Doc. expérimental | 0 | couleur et n&b | 28:0 | Belgique | 2016

The town of Fungurume is situated in the province of Katanga (D.R. Congo) and the hills and mountains surrounding Fungurume form one of the world’s largest copper and cobalt deposits. In pre-colonial times the area was already a major centre in the copper trading network that ran across Central Africa. Today the mountains have become the property of the American Tenke Fungurume Mining consortium (TFM). From 2009 on, TFM’s mining activities have been in full swing, causing the resettlement of thousands of local Sanga inhabitants. Pungulume focuses on Sanga chief Mpala and his court elders while they are rendering the oral history of the Sanga people, against the backdrop of the industrial destruction of the landscape that anchors Sanga memory and identity. (Filip De Boeck)

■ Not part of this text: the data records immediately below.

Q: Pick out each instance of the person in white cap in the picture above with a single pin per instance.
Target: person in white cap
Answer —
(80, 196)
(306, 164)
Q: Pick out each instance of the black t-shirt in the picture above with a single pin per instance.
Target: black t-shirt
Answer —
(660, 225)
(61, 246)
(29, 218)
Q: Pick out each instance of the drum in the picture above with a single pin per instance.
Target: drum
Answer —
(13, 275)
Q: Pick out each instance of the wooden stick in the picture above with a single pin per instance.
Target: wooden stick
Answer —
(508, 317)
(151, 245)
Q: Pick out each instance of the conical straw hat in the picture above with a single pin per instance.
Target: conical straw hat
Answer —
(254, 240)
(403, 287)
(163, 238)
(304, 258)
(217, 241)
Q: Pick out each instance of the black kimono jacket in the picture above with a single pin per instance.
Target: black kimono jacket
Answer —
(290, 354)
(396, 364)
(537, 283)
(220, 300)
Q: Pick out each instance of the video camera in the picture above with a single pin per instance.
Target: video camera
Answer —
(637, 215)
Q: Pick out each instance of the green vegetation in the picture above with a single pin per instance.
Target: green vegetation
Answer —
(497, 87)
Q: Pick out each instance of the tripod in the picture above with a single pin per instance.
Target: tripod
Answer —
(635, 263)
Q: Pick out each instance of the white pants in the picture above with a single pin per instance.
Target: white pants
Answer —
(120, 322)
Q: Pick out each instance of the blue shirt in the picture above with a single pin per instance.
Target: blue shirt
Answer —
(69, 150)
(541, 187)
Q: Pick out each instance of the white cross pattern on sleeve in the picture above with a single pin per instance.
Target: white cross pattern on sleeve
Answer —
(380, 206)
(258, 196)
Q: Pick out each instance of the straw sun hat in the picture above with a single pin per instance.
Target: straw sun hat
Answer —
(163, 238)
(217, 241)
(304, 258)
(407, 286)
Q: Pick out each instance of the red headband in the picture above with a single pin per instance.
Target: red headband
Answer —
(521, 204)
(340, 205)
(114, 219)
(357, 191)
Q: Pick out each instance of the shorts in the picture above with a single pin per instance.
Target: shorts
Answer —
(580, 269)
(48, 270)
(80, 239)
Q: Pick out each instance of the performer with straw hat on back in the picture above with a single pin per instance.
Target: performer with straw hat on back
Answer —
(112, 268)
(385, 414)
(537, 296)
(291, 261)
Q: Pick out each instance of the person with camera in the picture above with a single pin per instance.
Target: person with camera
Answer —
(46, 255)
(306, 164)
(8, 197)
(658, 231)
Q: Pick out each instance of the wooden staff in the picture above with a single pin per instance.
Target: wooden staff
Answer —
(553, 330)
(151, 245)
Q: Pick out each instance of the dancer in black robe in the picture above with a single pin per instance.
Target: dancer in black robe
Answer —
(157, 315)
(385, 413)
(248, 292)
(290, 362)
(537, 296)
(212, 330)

Sammy Baloji was born in 1978 in Lubumbashi, in the Katanga province of Democratic Republic of Congo. He studied Computer and Information Sciences and Communication at the University of Lubumbashi. With a borrowed camera, he began photographing scenes as sources for his cartoons. He soon enrolled in photography courses in DRC, and continued with photography and video at Ecole Supérieure des Arts Décoratifs, in Strasbourg, France. Baloji juxtaposes photographic realities, combining past and present, the real and the ideal, to illicit glaring cultural and historical tensions. He explores architecture and the human body as traces of social history, sites of memory, and witnesses to operations of power. Baloji has had solo exhibitions at Musée du quad Branly (Paris), MuZee (Oostende), Royal Museum for Central Africa (Tervuren), WIELS (Brussels) and Museum for African Art (NY). Baloji has featured in numerous group exhibitions worldwide: Biennale de Lyon, Venice Biennale, Louisiana Museum of Modern Art, Foundation Cartier pour l’Art Contemporain,... He has been the recipient of numerous awards including, the 2014 Rolex Mentor and Protégé Arts Initiative award, partnering with Olafur Eliasson. He was nominated a Prix Pictet finalist in 2009, received the Prince Claus Award in 2008 and two awards at the 2007 African Photography Biennial in Bamako, Mali.